GRAPHIC PACKAGING HOLDING
COMPANY,
GRAPHIC PACKAGING CORPORATION
and the other Note Guarantors from time to time parties hereto,
as Note Guarantors
U.S. BANK NATIONAL ASSOCIATION,
as Trustee
FIRST SUPPLEMENTAL
INDENTURE
DATED AS OF AUGUST 20, 2009
FIRST SUPPLEMENTAL
INDENTURE dated as of August 20, 2009 (this “
Supplemental Indenture ”), among Graphic
Packaging International, Inc., a corporation organized under the
laws of the State of Delaware, as issuer (the “
Issuer ”), the guarantors listed on the
signature pages hereto (the “ Note Guarantors
”) and U.S. Bank National Association, a national banking
association duly organized and existing under the laws of the
United States of America and having a corporate trust office in
Atlanta, Georgia, as Trustee (the “ Trustee
”) .
WHEREAS, the
Issuer, the Note Guarantors and the Trustee have entered into an
Indenture dated as of June 16, 2009 (the “
Indenture ”), relating to the Issuer’s
9.50% Senior Notes due 2017 (the “ Outstanding 9.50%
Notes ”);
WHEREAS, the
Issuer and the Note Guarantors desire and have requested that the
Trustee join them in the execution and delivery of this
Supplemental Indenture in order to establish and provide for the
issuance by the Issuer of an additional $180,000,000 aggregate
principal amount of 9.50% Senior Notes due 2017 (the “
Additional 9.50% Notes ”);
WHEREAS,
Section 303 of the Indenture provides for the issuance
of Additional Notes and Section 9.01(6) of the
Indenture permits supplementing the Indenture to establish a series
of Additional Notes without the consent of any Holders;
WHEREAS, the
Additional 9.50% Notes shall constitute Additional Notes pursuant
to the Indenture;
WHEREAS, the
conditions set forth in the Indenture for the execution and
delivery of this Supplemental Indenture have been complied with;
and
WHEREAS, all
things necessary to make this Supplemental Indenture a valid
supplement to the Indenture pursuant to its terms and the terms of
the Indenture have been done.
NOW, THEREFORE,
the parties hereto agree as follows:
ARTICLE I
GENERAL TERMS AND CONDITIONS OF THE ADDITIONAL 9.50%
NOTES.
SECTION 1.01.
DESIGNATION OF NOTES.
The changes,
modifications and supplements to the Indenture effected by this
Supplemental Indenture shall be applicable only with respect to,
and govern the terms of, the Additional 9.50% Notes and shall not
apply to any other Notes that have been or may be issued under the
Indenture unless a supplemental indenture with respect to such
other Notes specifically incorporates such changes, modifications
and supplements.

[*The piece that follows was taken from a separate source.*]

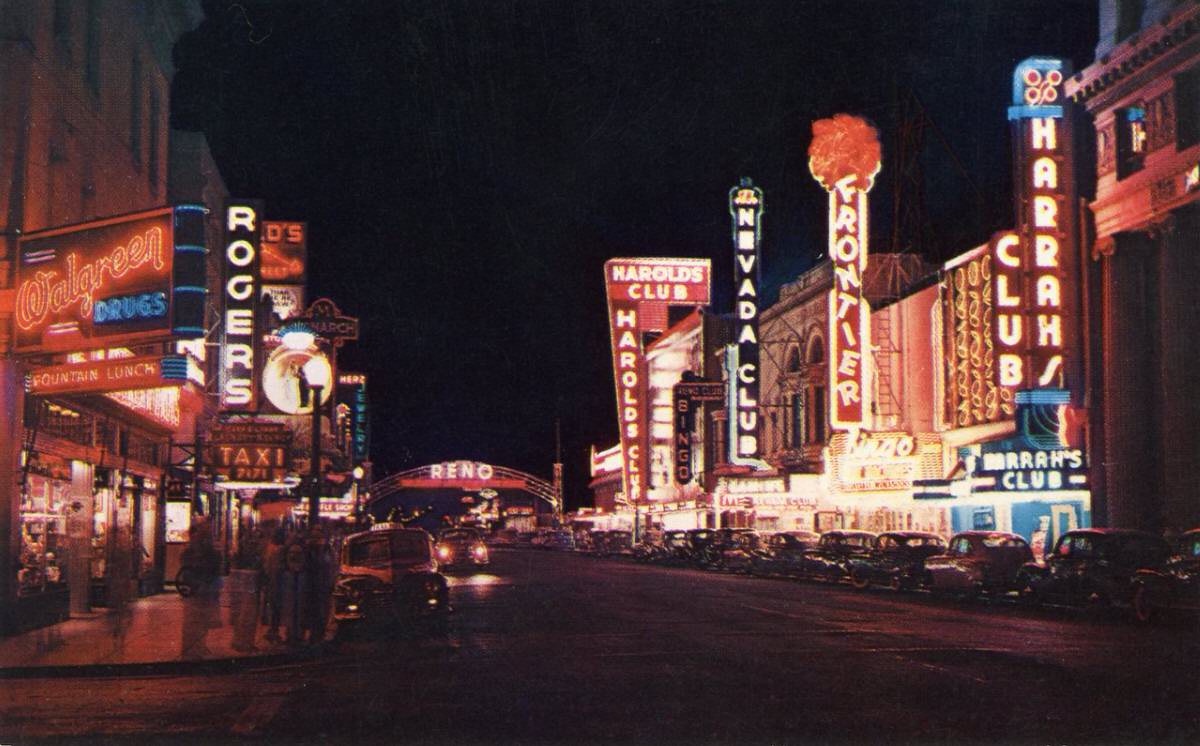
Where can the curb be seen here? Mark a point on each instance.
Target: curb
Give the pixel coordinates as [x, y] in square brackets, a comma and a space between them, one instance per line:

Pursuant to this Supplemental Indenture, there is
hereby designated an additional $180,000,000 aggregate principal
amount of the series of Notes under the Indenture entitled
“9.50% Senior Notes due 2017.”
SECTION 1.02.
OTHER TERMS OF THE NOTES.
(a) Without
limiting the foregoing provisions of this Article I, the terms
of the Additional 9.50% Notes shall be substantially as set forth
in the form of Note set forth in Exhibit A hereto and as
provided in the Indenture, as supplemented by this Supplemental
Indenture. The Additional 9.50% Notes shall initially be evidenced
by a temporary Global Note (the “ Temporary Global
Note ”) substantially in the form of Exhibit A
hereto. The Additional 9.50% Notes shall have the same terms,
including without
limitation, the
same maturity date, interest rate, redemption and other provisions
and interest payment dates as the Outstanding 9.50% Notes, and will
be part of the same series as the Outstanding 9.50% Notes but the
Additional 9.50% Notes will not be fungible for trading purposes
with, and will initially bear different CUSIP and ISIN numbers
than, the Outstanding 9.50% Notes. After the removal of the
applicable restricted legends from the Outstanding 9.50% Notes and
the Additional 9.50% Notes, the Outstanding 9.50% Notes that are
Unrestricted Notes will be fungible for trading purposes with, and
will bear the same CUSIP and ISIN numbers as, the Additional 9.50%
Notes that are Unrestricted Notes. For all purposes under the
Indenture, the term “Notes” shall include the
Outstanding 9.50% Notes and the Additional 9.50% Notes.
(b) The
Additional 9.50% Notes shall be issued on August 20,
2009.
ARTICLE II
ADDITIONAL ISSUANCE OF ADDITIONAL 9.50% NOTES.
Additional 9.50%
Notes in the aggregate principal amount equal to $180,000,000 may,
upon execution of this Supplemental Indenture, be executed by the
Issuer and delivered to the Trustee for authentication, and the
Trustee shall thereupon authenticate and make available for
delivery such Additional 9.50% Notes pursuant to
Section 303 of the Indenture and Section 1.02 of
this Supplemental Indenture.
ARTICLE III
MISCELLANEOUS.
SECTION 3.01.
AMENDMENT AND SUPPLEMENT.
This Supplemental
Indenture or the Additional 9.50% Notes may be amended or
supplemented as provided for in the Indenture.
In the event of
any conflict between this Supplemental Indenture and the Indenture,
the provisions of this Supplemental Indenture shall
prevail.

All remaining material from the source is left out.